Je n'en attendais pas autant du scénariste décevant de X-Men : Red (la seule de ses productions à laquelle je me sois intéressé). Mais Taylor en décalant habilement le point de vue de cette histoire a su trouver un angle d'attaque très intéressant et très attachant.

Tous les lecteurs de Batman connaissent la figure stoïque d'Alfred Pennyworth, ce laquais classieux mais volontiers sarcastique avec Maître Bruce : c'est un second rôle en or, comme Foggy Nelson avec Daredevil, mais avec une hiérarchisation différente. Foggy est l'ami et le partenaire de Matt Murdock/DD. Alfred est un majordome, un infirmier, un soutien logistique, et avant cela surtout l'homme qui a vraiment élevé Bruce Wayne, qui l'a accompagné dans sa croisade comme Batman.

Cet épisode, plus long qu'à l'accoutumée (30 pages), s'ouvre par la nuit où la police téléphona à Alfred pour lui annoncer le meurtre de Thomas et Martha Wayne. Alors qu'un agent lui demande de passer à la morgue identifier les victimes, il se concentre sur l'orphelin qu'est devenu Bruce.

Les années passent et Alfred reste l'ange gardien de Bruce devenu Batman.
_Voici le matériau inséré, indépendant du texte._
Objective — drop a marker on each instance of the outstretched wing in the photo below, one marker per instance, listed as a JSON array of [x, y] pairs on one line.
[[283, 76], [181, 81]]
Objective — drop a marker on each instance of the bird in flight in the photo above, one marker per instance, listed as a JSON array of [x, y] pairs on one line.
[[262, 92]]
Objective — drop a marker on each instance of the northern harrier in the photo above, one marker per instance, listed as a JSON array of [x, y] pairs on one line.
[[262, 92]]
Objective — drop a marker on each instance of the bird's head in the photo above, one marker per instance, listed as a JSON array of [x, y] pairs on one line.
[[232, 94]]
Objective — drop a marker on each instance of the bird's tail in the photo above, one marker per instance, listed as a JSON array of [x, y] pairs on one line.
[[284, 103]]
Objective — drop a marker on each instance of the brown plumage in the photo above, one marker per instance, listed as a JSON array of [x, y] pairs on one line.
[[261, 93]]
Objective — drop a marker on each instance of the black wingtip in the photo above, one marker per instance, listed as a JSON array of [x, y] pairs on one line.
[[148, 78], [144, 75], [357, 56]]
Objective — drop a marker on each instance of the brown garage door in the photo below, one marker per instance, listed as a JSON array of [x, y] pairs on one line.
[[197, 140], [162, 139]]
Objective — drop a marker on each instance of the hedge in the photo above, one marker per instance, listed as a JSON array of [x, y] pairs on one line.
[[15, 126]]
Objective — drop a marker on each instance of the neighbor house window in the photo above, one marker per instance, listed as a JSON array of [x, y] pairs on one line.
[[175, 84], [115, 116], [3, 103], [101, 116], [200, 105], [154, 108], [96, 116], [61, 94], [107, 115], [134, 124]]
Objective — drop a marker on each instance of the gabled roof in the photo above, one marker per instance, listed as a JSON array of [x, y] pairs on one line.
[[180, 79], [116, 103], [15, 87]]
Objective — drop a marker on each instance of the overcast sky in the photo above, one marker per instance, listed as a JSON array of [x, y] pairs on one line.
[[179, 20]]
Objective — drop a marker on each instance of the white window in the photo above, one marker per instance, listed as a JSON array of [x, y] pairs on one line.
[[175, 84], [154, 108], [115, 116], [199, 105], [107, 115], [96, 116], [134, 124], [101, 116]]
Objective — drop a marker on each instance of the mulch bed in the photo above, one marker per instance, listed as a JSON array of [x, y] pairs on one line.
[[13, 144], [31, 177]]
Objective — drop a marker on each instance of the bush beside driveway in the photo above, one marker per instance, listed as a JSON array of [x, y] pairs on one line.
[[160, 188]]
L'ennemi que le dark knight affronte ici n'a guère d'importance ni d'originalité, c'est un prétexte pour souligner les rapports entre les deux hommes le temps d'une nuit qui a valeur d'exemple pour toutes les autres.

Tayor consacre l'essentiel des scènes (ponctuées par les actions spectaculaires de Batman) au majordome qui attend le retour de son maître. Le côté dérisoire, pragmatique des gestes d'Alfred devient flagrant en les comparant avec les manoeuvres acrobatiques de Batman. Mais, au lieu de s'en moquer, on les apprécie comme autant de petites attentions, humbles et utiles, de la part d'un homme qui, au fond, craint que son "fils" ne revienne pas, laisse sa peau en voulant sauver celles des autres.
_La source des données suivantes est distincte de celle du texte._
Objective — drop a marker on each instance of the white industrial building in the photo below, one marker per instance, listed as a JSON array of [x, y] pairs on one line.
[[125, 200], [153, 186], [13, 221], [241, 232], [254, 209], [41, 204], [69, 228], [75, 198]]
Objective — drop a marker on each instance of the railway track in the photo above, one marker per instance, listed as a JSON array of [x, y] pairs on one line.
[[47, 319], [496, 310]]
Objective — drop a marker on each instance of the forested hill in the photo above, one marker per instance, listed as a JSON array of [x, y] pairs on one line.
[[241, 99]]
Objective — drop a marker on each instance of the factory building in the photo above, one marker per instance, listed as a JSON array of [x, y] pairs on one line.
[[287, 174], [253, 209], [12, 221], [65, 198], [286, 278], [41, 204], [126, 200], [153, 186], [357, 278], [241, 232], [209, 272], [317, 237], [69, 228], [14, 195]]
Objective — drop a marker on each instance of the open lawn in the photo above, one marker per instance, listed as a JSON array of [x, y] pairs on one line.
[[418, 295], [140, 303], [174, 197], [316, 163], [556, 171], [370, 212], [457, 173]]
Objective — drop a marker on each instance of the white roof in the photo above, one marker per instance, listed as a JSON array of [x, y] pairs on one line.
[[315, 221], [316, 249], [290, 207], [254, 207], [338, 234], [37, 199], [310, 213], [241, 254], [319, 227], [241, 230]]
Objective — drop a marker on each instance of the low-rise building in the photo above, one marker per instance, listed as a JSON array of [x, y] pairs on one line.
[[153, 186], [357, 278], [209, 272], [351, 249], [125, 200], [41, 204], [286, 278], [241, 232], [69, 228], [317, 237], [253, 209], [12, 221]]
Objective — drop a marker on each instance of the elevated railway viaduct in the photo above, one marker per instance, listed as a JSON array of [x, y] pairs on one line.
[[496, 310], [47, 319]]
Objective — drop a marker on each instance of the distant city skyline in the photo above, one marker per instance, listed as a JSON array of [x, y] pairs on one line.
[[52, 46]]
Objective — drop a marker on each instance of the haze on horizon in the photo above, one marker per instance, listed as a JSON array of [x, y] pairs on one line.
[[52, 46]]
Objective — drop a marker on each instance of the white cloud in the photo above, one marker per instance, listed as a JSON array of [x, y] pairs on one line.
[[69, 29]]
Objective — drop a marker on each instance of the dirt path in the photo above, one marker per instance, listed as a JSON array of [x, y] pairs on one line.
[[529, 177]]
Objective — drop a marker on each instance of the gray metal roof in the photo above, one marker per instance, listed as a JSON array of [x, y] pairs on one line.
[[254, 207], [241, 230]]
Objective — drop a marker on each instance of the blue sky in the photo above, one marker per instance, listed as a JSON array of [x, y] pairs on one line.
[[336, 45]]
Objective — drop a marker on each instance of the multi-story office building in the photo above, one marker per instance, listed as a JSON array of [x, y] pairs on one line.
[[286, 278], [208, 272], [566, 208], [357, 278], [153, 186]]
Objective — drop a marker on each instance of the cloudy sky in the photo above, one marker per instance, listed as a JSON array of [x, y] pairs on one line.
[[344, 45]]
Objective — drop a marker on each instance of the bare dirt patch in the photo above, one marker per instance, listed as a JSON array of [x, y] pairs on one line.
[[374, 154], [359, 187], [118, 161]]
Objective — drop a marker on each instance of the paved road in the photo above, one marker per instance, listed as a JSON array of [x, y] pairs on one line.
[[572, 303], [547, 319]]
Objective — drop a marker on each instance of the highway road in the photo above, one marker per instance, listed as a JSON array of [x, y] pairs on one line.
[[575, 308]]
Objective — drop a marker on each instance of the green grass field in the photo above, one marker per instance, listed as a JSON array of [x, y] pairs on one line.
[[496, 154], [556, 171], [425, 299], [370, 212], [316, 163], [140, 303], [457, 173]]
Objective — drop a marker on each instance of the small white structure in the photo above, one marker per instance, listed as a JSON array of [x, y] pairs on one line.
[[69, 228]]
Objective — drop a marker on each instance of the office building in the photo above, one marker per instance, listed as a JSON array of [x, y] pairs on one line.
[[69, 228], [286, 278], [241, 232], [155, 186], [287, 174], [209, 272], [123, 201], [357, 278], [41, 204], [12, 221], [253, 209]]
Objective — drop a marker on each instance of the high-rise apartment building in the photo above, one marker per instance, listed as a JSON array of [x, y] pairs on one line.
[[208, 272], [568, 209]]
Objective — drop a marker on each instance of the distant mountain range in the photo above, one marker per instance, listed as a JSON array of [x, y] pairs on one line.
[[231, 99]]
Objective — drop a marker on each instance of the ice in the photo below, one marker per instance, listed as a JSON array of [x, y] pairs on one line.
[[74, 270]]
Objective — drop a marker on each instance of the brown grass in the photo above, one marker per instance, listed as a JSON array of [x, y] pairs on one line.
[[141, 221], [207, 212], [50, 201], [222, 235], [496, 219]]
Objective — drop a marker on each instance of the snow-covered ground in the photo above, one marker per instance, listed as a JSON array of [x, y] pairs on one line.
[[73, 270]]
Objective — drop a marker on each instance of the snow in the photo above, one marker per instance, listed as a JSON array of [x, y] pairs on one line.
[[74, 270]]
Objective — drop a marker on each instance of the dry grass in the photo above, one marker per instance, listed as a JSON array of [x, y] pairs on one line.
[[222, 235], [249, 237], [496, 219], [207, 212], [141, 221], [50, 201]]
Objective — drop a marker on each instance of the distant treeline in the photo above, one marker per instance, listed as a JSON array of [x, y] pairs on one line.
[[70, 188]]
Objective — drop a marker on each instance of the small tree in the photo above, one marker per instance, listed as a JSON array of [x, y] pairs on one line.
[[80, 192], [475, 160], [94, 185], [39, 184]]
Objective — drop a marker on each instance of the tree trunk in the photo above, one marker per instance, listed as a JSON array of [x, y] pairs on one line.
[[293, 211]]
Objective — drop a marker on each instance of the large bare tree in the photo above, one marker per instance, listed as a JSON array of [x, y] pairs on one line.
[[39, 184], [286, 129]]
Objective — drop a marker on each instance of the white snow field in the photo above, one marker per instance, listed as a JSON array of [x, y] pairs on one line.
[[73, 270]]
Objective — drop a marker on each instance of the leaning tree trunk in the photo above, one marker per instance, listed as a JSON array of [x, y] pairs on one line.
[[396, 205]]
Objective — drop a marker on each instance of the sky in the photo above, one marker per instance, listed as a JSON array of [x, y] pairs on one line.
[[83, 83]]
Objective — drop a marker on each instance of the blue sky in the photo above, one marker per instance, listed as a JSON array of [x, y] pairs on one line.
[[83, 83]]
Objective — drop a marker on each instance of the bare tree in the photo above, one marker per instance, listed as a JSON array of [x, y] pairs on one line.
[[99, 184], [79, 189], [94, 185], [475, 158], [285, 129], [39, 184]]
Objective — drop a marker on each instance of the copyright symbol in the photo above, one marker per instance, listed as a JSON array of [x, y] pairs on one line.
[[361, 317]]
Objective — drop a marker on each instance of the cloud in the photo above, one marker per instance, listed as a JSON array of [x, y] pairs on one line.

Taylor injecte de l'humour dans une scène superbe où Alfred insiste pour que, à défaut de prendre un peu de repos, Batman n'oublie pas de manger - et on voit repartir le justicer avec un thermos de soupe. Plus loin, le ton se fait grave, tendu quand Batman blessé appelle son majordome à l'aide. Il l'emmène chez Leslie Thompkins et là, très subtilement, elle fait comprendre à Alfred qu'il doit prendre du repos. Comme il s'assoupit et que Bruce Wayne revient à lui, elle répéte son injonction. Maître Bruce consentira à confier sa prochaine patrouille pour laisser Alfred se requinquer, tout comme lui.
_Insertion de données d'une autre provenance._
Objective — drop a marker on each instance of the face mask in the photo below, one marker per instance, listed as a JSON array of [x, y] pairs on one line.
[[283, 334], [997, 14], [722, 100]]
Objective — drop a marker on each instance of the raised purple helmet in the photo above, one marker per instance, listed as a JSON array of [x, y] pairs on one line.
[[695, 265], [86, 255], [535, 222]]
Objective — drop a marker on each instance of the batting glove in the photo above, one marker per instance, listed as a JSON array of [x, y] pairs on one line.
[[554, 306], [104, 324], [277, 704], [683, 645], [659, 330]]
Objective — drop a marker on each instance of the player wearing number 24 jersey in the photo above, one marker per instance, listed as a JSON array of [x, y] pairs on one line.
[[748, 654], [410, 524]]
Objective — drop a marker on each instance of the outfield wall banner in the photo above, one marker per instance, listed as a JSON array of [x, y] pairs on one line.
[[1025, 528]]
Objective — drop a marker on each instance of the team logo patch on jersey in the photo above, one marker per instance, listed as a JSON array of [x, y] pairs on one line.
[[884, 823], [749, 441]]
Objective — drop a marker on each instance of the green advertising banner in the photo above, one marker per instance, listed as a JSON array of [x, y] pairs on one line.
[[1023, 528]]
DC a eu la curieuse idée de confier le dessin de couverture à Bryan Hitch et cela induira sans doute en erreur de nombreux lecteurs qui ne connaissent pas le style graphique d'Otto Schmidt, totalement différent de son confrère.

Il y a encore quelques mois, Schmidt alternait les épisodes de Green Arrow avec Juan Ferreyra durant le run de Benjamin Percy - là encore, les deux artistes n'avaient rien de commun et pourtant passer de l'un à l'autre ne nuisait en rien au brio de la série.

Très discret depuis, sans doute parce que DC ne savait pas trop comment l'utiliser, Schmidt rebondit avec cet Annual où son trait proche du cartoon fait des étincelles. Fin, expressif, avec une spontanéité proche de l'esquisse à peine peaufiné, l'artiste assume aussi l'encrage et la colorisation : maître de ses planches, il compose des découpages très fluides et variés, avec des valeurs de plans d'une justesse remarquable (toujours à la bonne distance).

Surtout, grâce à son coup de main aérien, Schmidt était l'homme parfait pour dessiner Alfred dont il respecte la silhouette gracile et élégante, à qui il donne un âge sans l'exagérer (soit celui d'un quinqaugénaire-sexagénaire), et une une dignité plus authentique que l'ironie dont les scénaristes dotent souvent le personnage (non que ce soit une erreur mais c'est bien aussi de rappeler que Pennyworth a une sincère affection pour Wayne et ne fait pas que communiquer avec lui sous forme de petites phrases acerbes).

Ne cherchez pas d'autres figures familières dans ce récit, à part Leslie Thompkins à la fin, vous ne les trouverez pas : pas de Robin (Damian Wayne, Dick Grayson...), de Catwoman, de Jim Gordon. Taylor et Schmidt n'ont d'yeux que pour Alfred et Batman, leur relation hors du commun.

Ainsi les deux auteurs de ce numéro spécial ont compris qu'il ne s'agissait pas de faire mieux mais différent de l'an dernier. Et même d'offrir une parenthèse bienvenue au Bat-verse avec cette histoire d'amitié si spéciale. La sincérité avec laquelle c'est accompli est formidable.